Enfants de 7 à 12 ans
C’est la tranche où le calendrier devient un vrai outil partagé. L’enfant peut participer à sa conception, choisir entre plusieurs activités proposées pour chaque catégorie, et cocher ce qui a été fait. Cette implication transforme le planning en support d’autonomie plutôt qu’en liste d’obligations.

Adolescents
Le calendrier familial ne régit plus leur journée entière. Il sert à identifier les moments communs (repas, sortie en famille, corvées partagées) et à fixer le cadre d’écran. Pour le reste, l’adolescent gère ses propres créneaux avec une seule règle : pas d’écran avant le bloc prévu. La loi du 26 janvier 2026 sur les réseaux sociaux donne un levier concret pour tenir cette limite avec les moins de 15 ans.
Supports pour créer et imprimer un calendrier d’activités
Le choix du support dépend moins de l’esthétique que de l’usage quotidien. Un calendrier magnifique mais rangé dans un tiroir ne sert à rien.
- Un tableau blanc ou une feuille A3 aimantée sur le réfrigérateur : le format le plus efficace pour les familles avec de jeunes enfants, parce qu’il reste visible en permanence et modifiable au feutre effaçable.
- Un tableur simple (type feuille de calcul) exporté en PDF à imprimer chaque semaine : adapté aux parents qui préfèrent préparer le planning le dimanche soir et le coller dans la cuisine.
- Un calendrier mural du commerce, détourné en planning d’activités : chaque case du jour reçoit un post-it de couleur correspondant à une catégorie.

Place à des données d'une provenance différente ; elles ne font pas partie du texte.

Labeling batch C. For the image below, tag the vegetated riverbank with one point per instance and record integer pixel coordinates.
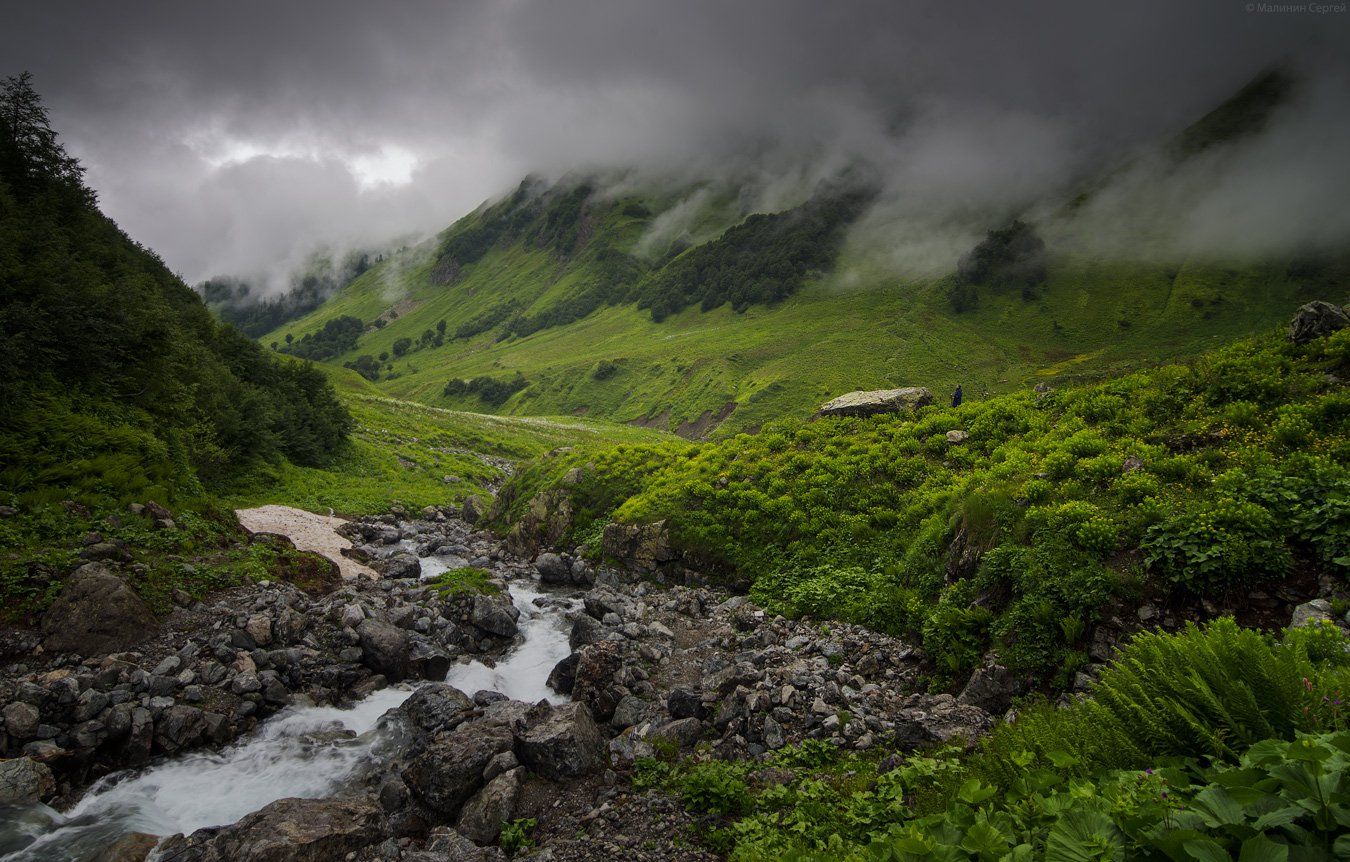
(658, 695)
(218, 671)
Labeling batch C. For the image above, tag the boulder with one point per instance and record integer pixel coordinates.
(683, 733)
(1311, 613)
(554, 569)
(425, 660)
(872, 402)
(96, 613)
(400, 565)
(566, 743)
(546, 521)
(494, 615)
(586, 630)
(1316, 320)
(645, 547)
(482, 816)
(685, 703)
(473, 510)
(384, 648)
(629, 711)
(178, 727)
(562, 679)
(20, 719)
(24, 780)
(450, 768)
(938, 719)
(446, 843)
(991, 688)
(289, 830)
(594, 681)
(130, 847)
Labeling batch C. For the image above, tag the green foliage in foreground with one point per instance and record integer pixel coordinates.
(207, 552)
(1204, 479)
(1098, 780)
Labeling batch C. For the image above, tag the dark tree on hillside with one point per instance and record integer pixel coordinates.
(1011, 255)
(29, 149)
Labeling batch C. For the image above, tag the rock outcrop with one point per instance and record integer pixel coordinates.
(874, 402)
(1316, 320)
(96, 613)
(289, 830)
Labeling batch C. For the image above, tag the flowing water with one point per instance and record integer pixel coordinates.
(308, 752)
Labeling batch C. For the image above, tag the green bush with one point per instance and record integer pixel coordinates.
(714, 787)
(1221, 545)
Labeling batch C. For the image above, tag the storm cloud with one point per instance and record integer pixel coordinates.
(235, 138)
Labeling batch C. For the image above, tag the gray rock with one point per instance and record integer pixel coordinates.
(180, 727)
(629, 711)
(586, 630)
(552, 569)
(991, 688)
(645, 547)
(562, 679)
(685, 703)
(878, 401)
(1310, 613)
(772, 734)
(24, 780)
(384, 648)
(502, 762)
(289, 830)
(683, 733)
(450, 768)
(20, 719)
(96, 613)
(398, 565)
(482, 816)
(494, 615)
(1316, 320)
(566, 743)
(446, 845)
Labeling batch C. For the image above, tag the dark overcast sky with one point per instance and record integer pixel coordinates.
(231, 136)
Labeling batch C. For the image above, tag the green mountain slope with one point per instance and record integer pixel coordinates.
(837, 333)
(119, 385)
(685, 310)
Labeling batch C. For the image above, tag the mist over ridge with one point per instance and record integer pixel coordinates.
(235, 149)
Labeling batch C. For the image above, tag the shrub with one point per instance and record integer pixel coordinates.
(716, 787)
(1217, 545)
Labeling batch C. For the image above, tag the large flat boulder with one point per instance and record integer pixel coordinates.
(96, 613)
(563, 745)
(289, 830)
(450, 769)
(876, 401)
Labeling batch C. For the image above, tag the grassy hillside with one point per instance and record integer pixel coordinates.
(408, 453)
(681, 306)
(119, 385)
(1204, 480)
(843, 331)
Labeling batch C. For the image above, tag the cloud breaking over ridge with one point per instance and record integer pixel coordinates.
(235, 139)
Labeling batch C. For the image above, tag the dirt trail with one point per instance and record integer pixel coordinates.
(308, 532)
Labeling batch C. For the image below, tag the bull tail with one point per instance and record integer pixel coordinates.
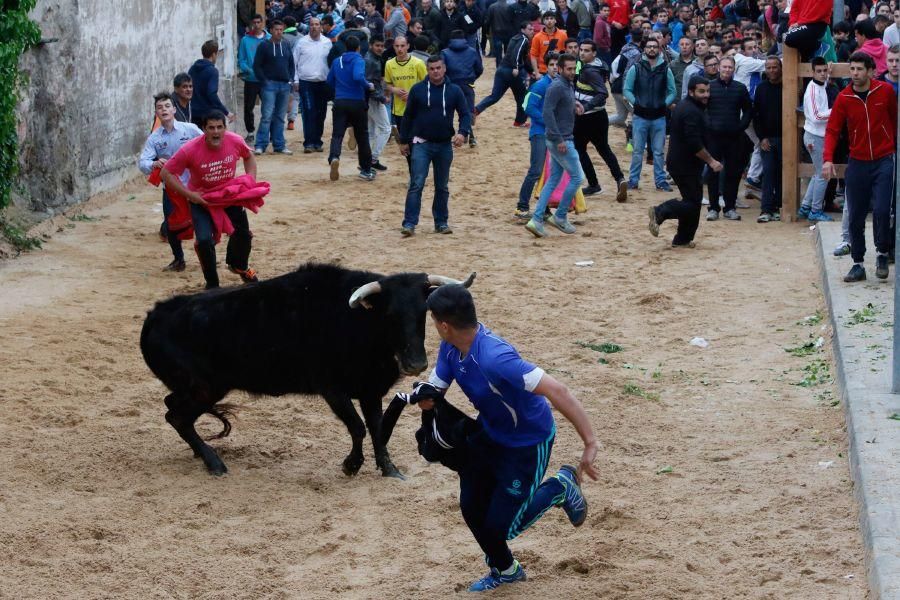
(223, 412)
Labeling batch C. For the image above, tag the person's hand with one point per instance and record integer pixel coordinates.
(195, 198)
(586, 466)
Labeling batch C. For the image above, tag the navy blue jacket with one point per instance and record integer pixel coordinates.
(347, 77)
(274, 62)
(463, 62)
(429, 112)
(205, 77)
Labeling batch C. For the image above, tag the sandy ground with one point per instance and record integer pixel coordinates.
(99, 498)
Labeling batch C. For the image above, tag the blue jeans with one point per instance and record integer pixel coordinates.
(423, 155)
(869, 183)
(560, 162)
(535, 168)
(314, 96)
(274, 96)
(503, 80)
(771, 184)
(653, 130)
(815, 193)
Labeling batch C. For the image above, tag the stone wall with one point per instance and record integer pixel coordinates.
(87, 110)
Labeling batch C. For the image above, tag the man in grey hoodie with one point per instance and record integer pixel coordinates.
(560, 108)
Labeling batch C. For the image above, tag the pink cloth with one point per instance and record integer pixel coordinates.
(209, 167)
(243, 191)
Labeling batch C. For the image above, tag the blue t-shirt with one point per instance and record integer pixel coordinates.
(500, 384)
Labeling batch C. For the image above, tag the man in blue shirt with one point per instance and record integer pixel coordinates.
(163, 143)
(501, 493)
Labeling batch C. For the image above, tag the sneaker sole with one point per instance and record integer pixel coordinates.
(654, 226)
(535, 232)
(622, 194)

Les enfants déplacent ou retirent les post-it au fil de la journée.
Les modèles numériques à personnaliser existent sur plusieurs plateformes, mais le format papier reste plus adapté aux vacances scolaires en famille : il ne nécessite ni batterie ni connexion, et il place le planning dans le champ visuel des enfants sans qu’ils aient besoin de demander.
Un dernier point souvent négligé : le calendrier doit être modifiable sans culpabilité. Un jour de pluie, une invitation de dernière minute ou un simple coup de fatigue justifient de déplacer une activité. Le planning structure la semaine, il ne la verrouille pas. La seule ligne qui gagne à rester fixe est celle du temps d’écran, parce que c’est la plus difficile à renégocier une fois qu’elle a bougé.